Kumquats and Marmalade
Even if you’re not enamored with kumquats you might like kumquat marmalade. I first had it on a cheese board at Tender Greens Point Loma about five years ago. The bright flavor, sweet and tart juxtaposed and a jewel-toned color prompted a tree planting and launched a recipe search.
But here’s the backstory on kumquats.
Kumquats are native to China where they have been grown since the 12th century. They arrived in America from Japan around 1855, primarily for ornamental use. The foodways of Southeast Asia incorporate kumquats and they are grown there commercially. Here, California and Florida provide the best growing conditions.
The two most common kumquat varieties are Nagami and Meiwa. The latter is round and sweeter.
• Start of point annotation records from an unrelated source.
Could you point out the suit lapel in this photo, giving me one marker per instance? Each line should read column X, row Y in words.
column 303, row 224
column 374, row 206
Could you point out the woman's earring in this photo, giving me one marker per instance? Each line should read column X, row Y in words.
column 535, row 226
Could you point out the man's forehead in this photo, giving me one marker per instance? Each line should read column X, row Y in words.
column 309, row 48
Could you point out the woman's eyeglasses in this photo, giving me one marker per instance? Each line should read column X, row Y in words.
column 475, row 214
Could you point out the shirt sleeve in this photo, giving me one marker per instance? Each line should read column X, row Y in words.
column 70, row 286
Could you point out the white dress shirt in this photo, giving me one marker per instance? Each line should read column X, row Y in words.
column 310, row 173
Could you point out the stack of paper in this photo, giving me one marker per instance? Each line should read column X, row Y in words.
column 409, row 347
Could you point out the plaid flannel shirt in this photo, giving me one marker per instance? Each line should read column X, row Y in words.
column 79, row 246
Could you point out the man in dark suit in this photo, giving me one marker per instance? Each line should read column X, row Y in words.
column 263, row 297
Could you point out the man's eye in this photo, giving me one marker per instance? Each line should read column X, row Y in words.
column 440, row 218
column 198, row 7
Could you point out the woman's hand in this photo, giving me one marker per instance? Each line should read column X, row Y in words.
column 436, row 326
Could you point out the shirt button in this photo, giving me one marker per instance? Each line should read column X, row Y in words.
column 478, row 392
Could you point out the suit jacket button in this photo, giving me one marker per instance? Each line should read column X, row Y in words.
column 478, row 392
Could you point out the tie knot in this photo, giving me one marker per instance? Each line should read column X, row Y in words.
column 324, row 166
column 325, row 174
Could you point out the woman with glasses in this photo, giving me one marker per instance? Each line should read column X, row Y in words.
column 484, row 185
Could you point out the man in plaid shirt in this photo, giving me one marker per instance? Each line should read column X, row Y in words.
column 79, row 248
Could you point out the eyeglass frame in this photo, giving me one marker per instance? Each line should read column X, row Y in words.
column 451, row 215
Botanically, they are not citrus but of the genus Fortunella. Nagami is more suited for commercial production and is more widely available. The kumquat season is short and the fruit can be pricey. Best to find a friend who grows them. If you’re in San Diego, check Specialty Produce for availability. January and February are good months to look for kumquats.
Specialty Produce offers suggestions for using in sweet and savory preparations. You’ll also find links to 19 kumquat recipes here and a list of 29 restaurants in the San Diego area currently purchasing kumquats.
As Kumquats are entirely edible, they are a versatile ingredient in both sweet and savory preparations. Slice Kumquats into coins and cook with sugar and water until candied, then use to top pound cake or ice cream. Add sliced Kumquats to pomegranate juice, champagne and club soda for punch. Poach Kumquat slices in sugar and water, then layer over a tart shell baked with almond and butter filling, topped with kumquat syrup. Cook Kumquat and onion slices until softened, then add lamb breasts, braising liquid and cook tagine until meat is done, then serve over couscous. Dice Kumquats and mix with diced avocado, red onion, cilantro and lime for a fresh salsa.
I can’t wait to try a lavender kumquat shrub recipe found on the Specialty Produce recipe list. A beverage with these two exotic food flavors is dreamy.
And now for kumquat marmalade.
I searched the internet for kumquat marmalade recipes and found a variety of preps. I opted for easy and a method that made sense to me, choosing Chef John’s Kumquat Marmalade. I’ve made it twice and will probably make one more batch.
About 60 of my Nagami kumquats made 3.5 cups of marmalade. Unlike my orange marmalade, I don’t share my precious stash of kumquat marmalade.
Imagine a formal garden allee of kumquats.
I wonder if the students at Westmont College in Santa Barbara know the kumquats are edible.